Sei que é abuso meu fazer esse tipo de coisa. Mas penso em quanta gente queria mais camarão e não teve. Em quanta gente no mundo passando fome enquanto tem gente que deixa um prato inteiro assim pra ser jogado fora.
Sei que fico parecendo um velho ranzinza falando desses pequenos problemas frente a tantos grandes que vemos por aí, e tento viver a vida sem reclamar disso tudo. Mas me incomoda muito ver todo mundo reclamando da política, da Copa, dos roubos mas ao mesmo tempo não fazendo nada pra fazer do nosso país um lugar melhor pra viver. A gente tem que cobrar essas coisas que nos são de direito sim, mas precisamos também ser parte dessa mudança. Continuam jogando lixo na rua, ultrapassando os limites de velocidade, dirigindo depois de beber, fazendo gato na TV a cabo dos outros, comprando produtos falsificados, furando fila, colando na prova, querendo tirar o máximo proveito em cima dos outros. Não entendo o cruzeiro perder e os atleticanos passarem a noite soltando foguetes e buzinando não deixando ninguém dormir. Pra que? Pra comemorar a tristeza alheia? E não deixar ninguém dormir em plena quarta-feira? Eu não entendo. E acho que nunca vou conseguir entender. Os limites não existem mais. Se está em voga hoje em dia a liberdade tão sonhada, esquecemos também que a nossa liberdade não pode desrespeitar a do outro.

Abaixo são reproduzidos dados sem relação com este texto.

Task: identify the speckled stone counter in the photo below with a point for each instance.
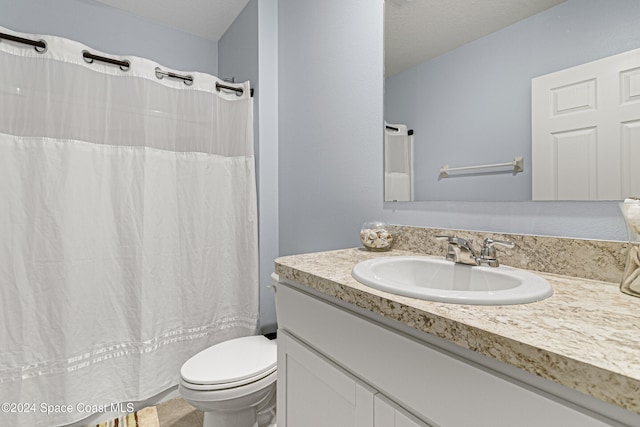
(586, 336)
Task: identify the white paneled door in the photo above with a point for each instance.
(586, 131)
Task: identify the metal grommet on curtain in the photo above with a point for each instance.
(41, 47)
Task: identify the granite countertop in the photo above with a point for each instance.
(585, 336)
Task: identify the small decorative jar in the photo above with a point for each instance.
(377, 236)
(630, 283)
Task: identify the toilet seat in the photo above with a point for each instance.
(230, 364)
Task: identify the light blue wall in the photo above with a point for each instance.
(247, 51)
(330, 149)
(330, 107)
(479, 95)
(111, 31)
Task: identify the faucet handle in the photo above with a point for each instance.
(455, 240)
(488, 242)
(489, 252)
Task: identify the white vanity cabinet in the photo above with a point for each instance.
(389, 414)
(338, 367)
(318, 393)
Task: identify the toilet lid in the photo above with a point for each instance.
(232, 361)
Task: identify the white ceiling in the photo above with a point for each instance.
(208, 19)
(418, 30)
(415, 30)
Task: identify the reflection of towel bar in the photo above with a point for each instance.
(517, 164)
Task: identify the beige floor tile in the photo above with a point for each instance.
(178, 413)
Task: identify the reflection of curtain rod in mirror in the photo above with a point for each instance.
(517, 164)
(409, 132)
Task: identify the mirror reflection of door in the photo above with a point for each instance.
(398, 163)
(586, 131)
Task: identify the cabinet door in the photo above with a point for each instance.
(313, 392)
(388, 414)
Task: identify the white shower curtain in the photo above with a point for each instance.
(128, 228)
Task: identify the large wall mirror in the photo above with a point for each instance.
(458, 76)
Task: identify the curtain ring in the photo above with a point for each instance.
(41, 49)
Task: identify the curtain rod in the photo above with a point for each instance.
(41, 46)
(35, 43)
(409, 132)
(90, 57)
(238, 90)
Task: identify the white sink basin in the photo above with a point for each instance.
(440, 280)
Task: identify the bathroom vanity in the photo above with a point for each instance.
(350, 355)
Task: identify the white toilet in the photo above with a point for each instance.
(233, 382)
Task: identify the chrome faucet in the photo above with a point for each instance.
(461, 251)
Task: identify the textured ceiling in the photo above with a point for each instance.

É muito fácil empurrar a culpa para os outros. A gente vê isso lá na política mesmo: quando descobrem a corrupção, o presidente, seja ele quem for, nunca estava sabendo de nada. A gente falha, e falha muito. E enche de desculpas: a comida queimou porque o fogo estava muito alto – não porque eu estava distraído; minha nota foi ruim porque a prova estava difícil demais – não porque me faltou estudar mais. E assim vamos sendo mais fracos, desonestos com a gente mesmo também. Assim não dá pra aprender nunca. Não dá pra generalizar pois tem muita gente que não tem um nada na vida ao que se agarrar, e, infelizmente, nem de onde começar. Mas o que vejo muitas vezes é que somos nós mesmos os responsáveis pela vida que a gente tem. Jogar a culpa nos outros por tudo que acontece em nossa vida é viver numa ilusão. E viver de ilusão, convenhamos, não é realmente viver.